La otra pregunta era por qué no los había matado el viral cuando había tenido la oportunidad. Ni Theo ni Mausami habían regresado al granero después del ataque. El cuerpo, protegido del sol, seguía allí. Pero el misterio se resolvió en cuanto Alicia y Peter fueron a mirar. Ninguno de ellos había visto el cadáver de un viral que llevara muerto sólo unas cuantas horas, y de hecho, los días transcurridos en el granero a oscuras habían obrado un efecto de lo más inesperado, pues la piel se había tensado más sobre los huesos hasta restaurar una apariencia de humanidad reconocible en su cara. Los ojos del viral estaban abiertos, nublados como canicas. Tenía los dedos de una mano extendidos sobre el pecho, desplegados encima del cráter de la herida producida por la escopeta, un gesto de sorpresa, incluso de asombro. Peter experimentó una sensación de familiaridad, como si estuviera viendo de lejos, o a través de una superficie reflectante, a una persona a la que conociera. Pero la incertidumbre no desapareció hasta que Alicia pronunció el nombre que conocía. La curva de la frente del viral, la expresión de perplejidad en su cara, acentuada por su fría mirada errática, el gesto de la mano alrededor de la herida, como si, en el último instante, hubiera querido comprobar lo que le estaba pasando. No cabía duda de que el hombre que yacía en el suelo era Galen Strauss.

¿Cómo había llegado hasta allí? ¿Había ido en su busca, lo habían secuestrado durante el camino, o era al revés? ¿Iba en pos de Mausami o del niño? ¿Había ido en busca de venganza? ¿A despedirse, tal vez?

¿Dónde creía Galen Strauss que estaba su hogar?

Alicia y Peter depositaron el cuerpo en una lona y lo arrastraron fuera de la casa. Tenían la intención de quemarlo, pero Mausami se opuso. Podía ser que fuera un viral, dijo, pero también había sido su marido. No merecía lo que le había pasado. Debían enterrarlo con los demás. Al menos le concedería eso.

Y eso hicieron.

Enterraron a Gallen la tarde de su segundo día en la alquería. Todos se habían congregado en el jardín, excepto Theo, que aún seguía confinado en la cama y, de hecho, se quedaría en ella durante muchos días más. Sara sugirió que todos contaran una historia sobre algo que recordaran de Galen; al principio les había resultado difícil, puesto que no había sido alguien a quien conocieran o que les cayera bien, salvo Maus. Pero al final lo habían logrado, y relataron alguna anécdota en la que Galen había dicho o hecho algo divertido, leal o amable, mientras Greer y Amy miraban, testigos del ritual. Cuando hubieron terminado, Peter se dio cuenta de que había ocurrido algo importante, un reconocimiento que, una vez llevado a cabo, no podía negarse. Tal vez hubieran enterrado el cuerpo de un viral, pero la persona que había enterrada allí era un hombre.

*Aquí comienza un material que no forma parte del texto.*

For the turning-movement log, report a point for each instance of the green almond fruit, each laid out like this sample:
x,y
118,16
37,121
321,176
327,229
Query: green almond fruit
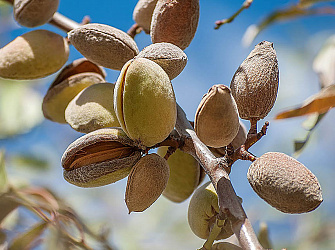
x,y
33,55
175,22
103,44
167,55
32,13
144,102
285,183
71,80
255,83
146,182
202,212
184,175
216,120
143,13
99,158
92,109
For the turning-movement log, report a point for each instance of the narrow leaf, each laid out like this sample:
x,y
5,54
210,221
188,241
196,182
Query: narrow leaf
x,y
299,145
3,174
308,3
7,205
320,103
324,63
25,240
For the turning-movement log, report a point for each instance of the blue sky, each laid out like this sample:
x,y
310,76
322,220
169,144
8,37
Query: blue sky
x,y
213,57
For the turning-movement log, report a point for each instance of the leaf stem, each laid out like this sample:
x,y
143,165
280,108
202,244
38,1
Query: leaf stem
x,y
217,169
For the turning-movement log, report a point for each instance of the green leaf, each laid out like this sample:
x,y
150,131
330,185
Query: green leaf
x,y
318,103
26,240
281,15
3,174
7,206
20,108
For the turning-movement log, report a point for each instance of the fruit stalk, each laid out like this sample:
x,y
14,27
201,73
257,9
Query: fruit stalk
x,y
217,169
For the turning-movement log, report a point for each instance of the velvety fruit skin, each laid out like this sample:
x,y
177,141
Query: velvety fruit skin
x,y
146,182
216,120
33,13
202,212
144,102
92,109
184,175
143,13
33,55
103,44
255,83
175,21
99,158
285,183
167,55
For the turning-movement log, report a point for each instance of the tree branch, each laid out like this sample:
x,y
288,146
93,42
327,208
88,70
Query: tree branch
x,y
134,30
58,20
217,170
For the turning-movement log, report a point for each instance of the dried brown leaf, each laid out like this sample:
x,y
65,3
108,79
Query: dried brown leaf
x,y
25,240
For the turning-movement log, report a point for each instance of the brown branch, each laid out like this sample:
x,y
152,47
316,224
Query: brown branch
x,y
216,168
58,20
244,6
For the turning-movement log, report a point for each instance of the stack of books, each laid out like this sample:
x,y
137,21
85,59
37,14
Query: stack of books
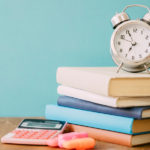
x,y
111,107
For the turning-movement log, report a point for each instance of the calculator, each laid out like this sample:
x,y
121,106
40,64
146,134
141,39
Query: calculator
x,y
35,132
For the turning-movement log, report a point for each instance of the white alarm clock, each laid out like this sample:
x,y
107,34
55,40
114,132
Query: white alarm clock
x,y
130,41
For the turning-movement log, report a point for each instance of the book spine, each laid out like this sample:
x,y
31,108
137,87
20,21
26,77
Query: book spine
x,y
91,119
103,135
87,96
85,105
84,80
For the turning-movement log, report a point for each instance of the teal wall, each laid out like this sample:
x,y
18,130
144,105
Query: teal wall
x,y
37,36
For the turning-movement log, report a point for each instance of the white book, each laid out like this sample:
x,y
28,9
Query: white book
x,y
103,100
105,81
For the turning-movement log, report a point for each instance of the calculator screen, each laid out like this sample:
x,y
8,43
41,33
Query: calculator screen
x,y
41,124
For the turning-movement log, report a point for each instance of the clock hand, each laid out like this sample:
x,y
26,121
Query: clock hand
x,y
133,43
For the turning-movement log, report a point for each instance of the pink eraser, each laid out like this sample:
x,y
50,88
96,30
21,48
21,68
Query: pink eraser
x,y
80,143
69,136
53,142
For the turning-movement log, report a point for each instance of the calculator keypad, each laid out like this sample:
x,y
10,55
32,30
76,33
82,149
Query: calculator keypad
x,y
33,134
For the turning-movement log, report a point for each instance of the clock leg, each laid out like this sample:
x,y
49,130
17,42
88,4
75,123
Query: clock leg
x,y
146,68
118,69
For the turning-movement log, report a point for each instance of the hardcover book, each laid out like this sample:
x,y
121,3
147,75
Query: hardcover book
x,y
104,100
133,112
105,81
97,120
112,137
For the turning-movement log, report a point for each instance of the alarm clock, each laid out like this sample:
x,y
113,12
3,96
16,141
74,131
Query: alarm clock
x,y
130,41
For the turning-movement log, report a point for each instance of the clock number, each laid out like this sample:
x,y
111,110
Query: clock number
x,y
147,37
146,51
134,29
119,42
122,36
121,50
140,56
133,57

La última en hablar fue Mausami. Sostenía a Caleb, que se había dormido. Carraspeó, y Peter vio que sus ojos estaban empañados por las lágrimas.

—Sólo quiero decir que era mucho más valiente de lo que creía la gente. La verdad era que casi había perdido la vista del todo. No quería que nadie supiera lo mal que estaba, pero yo sí lo sabía. Era demasiado orgulloso como para admitirlo. Siento haberlo engañado como lo hice. Sé que quería ser padre, y quizá por eso vino hasta aquí. Supongo que parecerá extraño decirlo, pero creo que habría sido un buen padre. Ojalá hubiera tenido la oportunidad.

Guardó silencio, se cambió el bebé al hombro y utilizó la mano libre para secarse los ojos.

—Eso es todo —dijo—. Gracias a todos por hacer esto. Si os parece bien, querría estar un momento a solas.

El grupo se dispersó y dejó sola a Mausami. Peter subió al dormitorio y encontró a su hermano despierto e incorporado, con la pierna entablillada extendida ante él. Además de la pierna rota, Sara creía que tenía fracturadas tres costillas, como mínimo. Si se tenía en cuenta todo lo sucedido, podía considerarse afortunado por el hecho de estar vivo.